Okay, thank you. Thanks, Rob. Thank you. Our next question comes from the line of Andrew

Desai

from

Jefferies. Please go ahead.

Hey, thanks. Good afternoon. Appreciate all the updates. First question is about the 2030 guidance. What exactly compelled you guys to provide that guidance today? And then within that $1 billion guidance, of course, 750 is coming from psychiatry. How much of that 750 is based on products or indications that have yet to be approved as opposed to currently approved products? Thanks.

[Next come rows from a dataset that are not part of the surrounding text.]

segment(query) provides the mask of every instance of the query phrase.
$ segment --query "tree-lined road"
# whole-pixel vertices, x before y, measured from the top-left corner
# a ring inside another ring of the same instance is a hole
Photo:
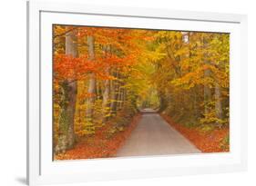
[[[159,113],[147,110],[117,157],[200,152]]]

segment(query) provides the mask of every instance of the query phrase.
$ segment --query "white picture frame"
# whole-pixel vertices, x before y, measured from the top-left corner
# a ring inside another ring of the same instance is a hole
[[[52,64],[45,63],[51,61],[53,24],[230,33],[230,152],[54,162],[49,147]],[[247,16],[54,1],[27,2],[27,101],[29,185],[245,171]]]

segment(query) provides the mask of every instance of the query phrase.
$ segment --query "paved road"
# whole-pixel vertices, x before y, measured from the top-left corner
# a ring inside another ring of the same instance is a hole
[[[159,114],[147,110],[117,157],[199,152],[200,150],[170,127]]]

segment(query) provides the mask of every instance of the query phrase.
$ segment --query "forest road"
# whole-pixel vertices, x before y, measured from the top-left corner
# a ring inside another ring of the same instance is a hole
[[[137,127],[118,151],[117,157],[200,153],[159,113],[142,112]]]

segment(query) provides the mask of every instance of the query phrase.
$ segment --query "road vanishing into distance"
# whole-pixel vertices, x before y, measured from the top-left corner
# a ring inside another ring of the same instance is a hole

Thanks, Andrew. Yeah, so maybe starting with the psychiatry portfolio first. Obviously with FNAP, currently on the market, doing about 100 million this year. And with the commercial investments we're making, hoping to see growth as we actually head into next year and beyond. But then even beyond that, we noted that included in that 2030 projection is the approval of Basanti for bipolar one disorder and schizophrenia, hopefully next year. And then potentially a label expansion there and MDD beyond that, as well as the approval of FNAP in LAI. So, you know, the one thing I also made note of in the script that's an important piece to that is that MILSA Peridone is expected to have, or Basanti rather, is expected to have very different economics than FNAP currently has. And at a minimum, that's due to the price reset that we would experience under Medicaid with a new drug application being approved. So all of those, you know, obviously we didn't provide kind of a breakout of the contributions of those individual factors, but hopefully that gives you a sense of what contributions would go into the 750 from existing product indications, future product indications. And then on the balance, obviously with Hetlios and Palm Bori on the market, Hetlios, you know, as Mahalas mentioned, where our expectations are a bit more tamed, at least on the short term, and with Palm Bori, you know, growing and hopefully even more so in the years to come. And also the possibility that we mentioned of an additional three products being on the market next year, including MILSA Peridone, but also Tridipidin and Imcedolibab. Those products also provide some of the bridge between the 750 and the billion.

Thanks. And when we think about your overall business, where or when should we think the trough year is in terms of revenue and your total cash balance? Said another way, do you think the trough year already happened or could it be somewhere in 2025 or a little bit later?

Yeah, no, thanks for the question there, Andrew. So obviously with our reported revenue for this year being growth from the year before, so, you know, we saw growth from about 193 million up to about 199 million in the most recent year and our midpoint of our guidance being 230, which would imply about a 15% growth on 2024. You know, I would say that the trough year, as you kind of expressed it, is over the shoulder and our expectation is that we're growing revenue from here, both with the existing products and indications, but obviously all the products and indications that we're planning on bringing to the market in the short term and the long term.

Okay, thanks. And the last question is for Hetlios, if we stripped out the indications where generics, you're facing generics, you know, how much sales are you generating from the other formulations or indications where Hetlios is not facing genericization? So I guess the liquid formulation and the EU component, how much are those sales currently? Thank you.

Yeah, so Andrew, we haven't gotten into a breakout by geography or by indication, so I can't provide any further kind of color to that.

Very good, thank you.

Thanks, Andrew.

There are no further questions at this time. I'll turn the call back over to the team.

Well, thank you very much for joining us on this call. We'll see you on a future air news call. Thank you.

This concludes today's call. Thank you for joining. You may now disconnect.